In 1907, Carl Hagenbeck Jr., the son of a fishmonger-turned-animal collector, founded the Tierpark Hagenbeck. At the time it was unlike any zoo in the world for there was not a single cage in sight. The animals were kept in open enclosures surrounded by moats, providing them with a more natural environment where they could move freely. Today this design is preferred by zoos all across the world. The Tierpark Hagenbeck remains the only large, privately-owned zoo in Europe and is currently under the management of the 6th generation of Hagenbecks.
The Herbertstraße in the St. Pauli district is known for two reasons. First, it’s Hamburg’s shortest street. Second, it’s the city’s most notorious street. The passage, nowadays blocked from sight by barriers on both ends, has been Hamburg’s red light district since the 19th century. While a fairly popular tourism object for men, especially those on stag parties, women are not welcome here and will be immediately chased away by the prostitutes.
A few streets away from Herbertstraße is the Beatles-Platz, named in honor of the band whose later fame was forged in the clubs around the Reeperbahn. When asked once by a reporter what growing up in Liverpool was like, John Lennon is said to have replied: “I didn’t grow up in Liverpool, I grew up in Hamburg.” The young and inexperienced Beatles played an estimated 273 nights in Hamburg between 1960 and 1962. It was Hamburg where they honed the musical and songwriting skills that allowed them to become the most popular band of its time.
Each week in Hamburg more than a million people visit one of more than 100 weekly markets (Wochenmärkte). From food markets to flea markets, no other European city has as many. Also Europe’s largest open air market takes place in Hamburg. It’s the weekly Isemarkt whose 200 merchants build their stands under the steel arches of the city’s oldest metro line. In turn, Hamburg’s most famous market is the Fischmarkt by River Elbe that takes place every Sunday morning and offers everything from fish and fruit to beer and live music.
In the large Planten un Blomen park in the middle of the city hides a unique gem: a typical Japanese garden completed in 1990 by the garden architect Yoshikuni Araki. At its heart is a beautiful tea house built on the shore of a small lake filled with koi fishes. This garden, the largest of its kind in Europe, offers a place of calm and harmony in the middle of the bustling city. It’s a magical place to visit, especially in the spring when the cherry blossoms are in bloom, and in the autumn when the leaves turn red, orange, and yellow.
The grand, neo-renaissance Hamburg City Hall was built to represent the wealth and independence of the proud harbor city. Accordingly, everything about this building is monumental. The construction rests on over 4,000 oak piles that support its weight in the muddy ground of the Lake Alster shore. The City Hall’s total area is 17,000 square metres (182,986 square feet), and the tower rises 112 meters (367 feet) high. The elaborate façade is decorated by 20 statues of emperors past. Last but not least, it has 647 rooms, six more than the Buckingham Palace, the London residence of Queen Elizabeth II.

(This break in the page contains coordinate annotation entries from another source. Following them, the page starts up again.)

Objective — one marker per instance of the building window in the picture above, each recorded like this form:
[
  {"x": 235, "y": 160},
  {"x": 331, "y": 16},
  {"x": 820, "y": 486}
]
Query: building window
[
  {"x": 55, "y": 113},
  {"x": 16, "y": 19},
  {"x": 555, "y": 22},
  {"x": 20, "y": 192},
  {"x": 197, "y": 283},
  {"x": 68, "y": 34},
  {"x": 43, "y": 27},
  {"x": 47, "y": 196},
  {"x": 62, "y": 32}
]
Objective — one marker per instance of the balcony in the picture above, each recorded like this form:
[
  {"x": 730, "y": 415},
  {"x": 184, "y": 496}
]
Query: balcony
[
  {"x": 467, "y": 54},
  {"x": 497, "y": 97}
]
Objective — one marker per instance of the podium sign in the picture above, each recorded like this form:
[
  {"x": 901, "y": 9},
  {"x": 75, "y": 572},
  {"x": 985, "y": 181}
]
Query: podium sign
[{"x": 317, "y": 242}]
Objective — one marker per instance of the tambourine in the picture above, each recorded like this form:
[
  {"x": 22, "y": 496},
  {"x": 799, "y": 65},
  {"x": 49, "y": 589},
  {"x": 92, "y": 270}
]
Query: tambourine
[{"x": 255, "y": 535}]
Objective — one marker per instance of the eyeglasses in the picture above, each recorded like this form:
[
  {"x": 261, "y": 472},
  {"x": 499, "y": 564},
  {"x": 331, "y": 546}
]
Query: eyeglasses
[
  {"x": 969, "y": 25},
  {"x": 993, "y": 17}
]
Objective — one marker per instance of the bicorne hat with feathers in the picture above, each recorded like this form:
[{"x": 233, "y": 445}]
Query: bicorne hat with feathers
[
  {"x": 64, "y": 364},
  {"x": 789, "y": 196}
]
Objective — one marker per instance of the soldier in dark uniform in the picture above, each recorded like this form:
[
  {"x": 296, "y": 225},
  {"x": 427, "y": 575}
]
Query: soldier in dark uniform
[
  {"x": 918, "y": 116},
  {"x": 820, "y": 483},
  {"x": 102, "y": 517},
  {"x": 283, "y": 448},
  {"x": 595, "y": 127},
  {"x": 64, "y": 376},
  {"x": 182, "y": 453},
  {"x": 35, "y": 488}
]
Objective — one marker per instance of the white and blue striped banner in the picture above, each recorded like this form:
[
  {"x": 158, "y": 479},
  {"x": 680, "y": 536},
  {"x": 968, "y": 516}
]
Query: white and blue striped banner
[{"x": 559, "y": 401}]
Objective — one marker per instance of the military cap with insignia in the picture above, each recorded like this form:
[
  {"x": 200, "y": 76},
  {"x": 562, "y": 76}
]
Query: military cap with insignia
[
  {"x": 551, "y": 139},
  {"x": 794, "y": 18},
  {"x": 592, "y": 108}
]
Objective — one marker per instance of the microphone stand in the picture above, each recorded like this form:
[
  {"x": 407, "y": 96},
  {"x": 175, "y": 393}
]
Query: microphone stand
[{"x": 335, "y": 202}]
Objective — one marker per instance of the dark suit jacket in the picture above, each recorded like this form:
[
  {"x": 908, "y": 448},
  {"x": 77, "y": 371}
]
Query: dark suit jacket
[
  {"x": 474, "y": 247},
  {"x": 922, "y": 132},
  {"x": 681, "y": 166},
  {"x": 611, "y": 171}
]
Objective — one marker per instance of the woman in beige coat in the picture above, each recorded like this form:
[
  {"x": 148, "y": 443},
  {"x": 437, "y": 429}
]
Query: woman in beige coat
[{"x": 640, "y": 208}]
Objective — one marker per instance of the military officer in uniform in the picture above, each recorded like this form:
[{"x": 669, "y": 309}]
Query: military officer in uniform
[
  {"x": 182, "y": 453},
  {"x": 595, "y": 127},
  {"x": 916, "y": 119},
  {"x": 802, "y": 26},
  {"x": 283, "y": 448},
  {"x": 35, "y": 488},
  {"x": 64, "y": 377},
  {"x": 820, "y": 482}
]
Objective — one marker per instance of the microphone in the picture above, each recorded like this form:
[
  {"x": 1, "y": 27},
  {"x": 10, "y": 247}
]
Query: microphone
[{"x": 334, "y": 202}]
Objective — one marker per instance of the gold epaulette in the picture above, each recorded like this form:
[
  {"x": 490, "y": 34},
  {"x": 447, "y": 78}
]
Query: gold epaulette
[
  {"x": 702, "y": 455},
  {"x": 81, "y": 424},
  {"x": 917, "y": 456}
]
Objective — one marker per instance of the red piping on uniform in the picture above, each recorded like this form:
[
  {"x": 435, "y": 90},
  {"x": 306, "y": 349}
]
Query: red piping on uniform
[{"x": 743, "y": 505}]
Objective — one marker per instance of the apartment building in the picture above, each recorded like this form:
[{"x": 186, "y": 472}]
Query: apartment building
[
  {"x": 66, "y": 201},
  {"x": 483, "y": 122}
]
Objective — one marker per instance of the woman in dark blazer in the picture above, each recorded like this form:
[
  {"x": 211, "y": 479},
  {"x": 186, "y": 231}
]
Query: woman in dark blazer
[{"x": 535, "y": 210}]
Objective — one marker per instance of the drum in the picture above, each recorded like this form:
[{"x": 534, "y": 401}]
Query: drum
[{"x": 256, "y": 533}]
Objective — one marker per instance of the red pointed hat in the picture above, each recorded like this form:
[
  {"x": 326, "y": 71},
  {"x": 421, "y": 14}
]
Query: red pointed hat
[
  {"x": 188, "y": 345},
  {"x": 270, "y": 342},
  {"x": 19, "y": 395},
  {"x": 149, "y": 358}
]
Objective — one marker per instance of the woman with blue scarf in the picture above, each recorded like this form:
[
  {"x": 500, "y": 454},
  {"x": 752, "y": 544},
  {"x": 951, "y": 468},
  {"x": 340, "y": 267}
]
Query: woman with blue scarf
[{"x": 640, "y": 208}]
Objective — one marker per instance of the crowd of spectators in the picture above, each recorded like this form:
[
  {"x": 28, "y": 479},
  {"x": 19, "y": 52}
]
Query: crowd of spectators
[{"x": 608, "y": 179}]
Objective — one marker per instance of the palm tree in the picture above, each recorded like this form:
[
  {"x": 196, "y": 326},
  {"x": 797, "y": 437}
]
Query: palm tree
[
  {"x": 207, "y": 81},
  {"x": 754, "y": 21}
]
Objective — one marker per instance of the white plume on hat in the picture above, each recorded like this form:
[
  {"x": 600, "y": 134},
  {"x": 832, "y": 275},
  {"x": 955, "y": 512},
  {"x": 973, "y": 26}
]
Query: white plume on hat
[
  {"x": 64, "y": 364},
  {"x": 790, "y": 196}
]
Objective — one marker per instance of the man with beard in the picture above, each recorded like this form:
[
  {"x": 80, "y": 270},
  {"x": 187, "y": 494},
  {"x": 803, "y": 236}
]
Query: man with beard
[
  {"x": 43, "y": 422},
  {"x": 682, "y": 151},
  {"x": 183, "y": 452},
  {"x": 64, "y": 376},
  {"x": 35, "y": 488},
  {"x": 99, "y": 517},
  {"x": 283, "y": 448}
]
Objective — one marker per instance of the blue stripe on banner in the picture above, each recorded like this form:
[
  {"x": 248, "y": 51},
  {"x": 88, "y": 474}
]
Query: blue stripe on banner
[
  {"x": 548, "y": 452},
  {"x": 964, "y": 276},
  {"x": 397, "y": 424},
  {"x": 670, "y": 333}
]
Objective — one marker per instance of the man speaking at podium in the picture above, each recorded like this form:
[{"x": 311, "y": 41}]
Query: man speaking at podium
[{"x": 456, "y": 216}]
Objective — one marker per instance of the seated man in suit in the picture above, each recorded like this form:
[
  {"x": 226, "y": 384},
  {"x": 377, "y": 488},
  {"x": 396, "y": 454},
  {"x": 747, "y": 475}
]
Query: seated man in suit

In the year 2000, twin brothers Frederik and Gerrit Braun set out to fulfil their dream: to build the largest miniature railway in the world. A year later they opened Miniatur Wunderland – one of the most unique museums in the world. The 1,490 square metres (16,038 square feet) of the model layout comprise 15,400 metres (50,525 feet) of railway tracks. There are 1,040 trains comprising more than 10,000 wagons, with the longest train stretching 14.51 metres (47.6 feet). The museum is always expanding and, with every new miniature world that is built, they break their own Guinness World Record: that of the world’s largest model railway.
Next time you’re lighting a candle to count down to Christmas, remember that it’s a tradition that began in Hamburg in the 19th century. As the story goes, in the Christmas season Johann Hinrich Wichern, a theologian and founder of an orphanage, was constantly asked by the orphans when will Christmas finally arrive. He came up with an ingenious answer: he took a carriage wheel and attached as many candles as days until Christmas. The Christmas tradition of advent wreaths, simplified to four candles and decorated with fir leaves, has since spread across the world.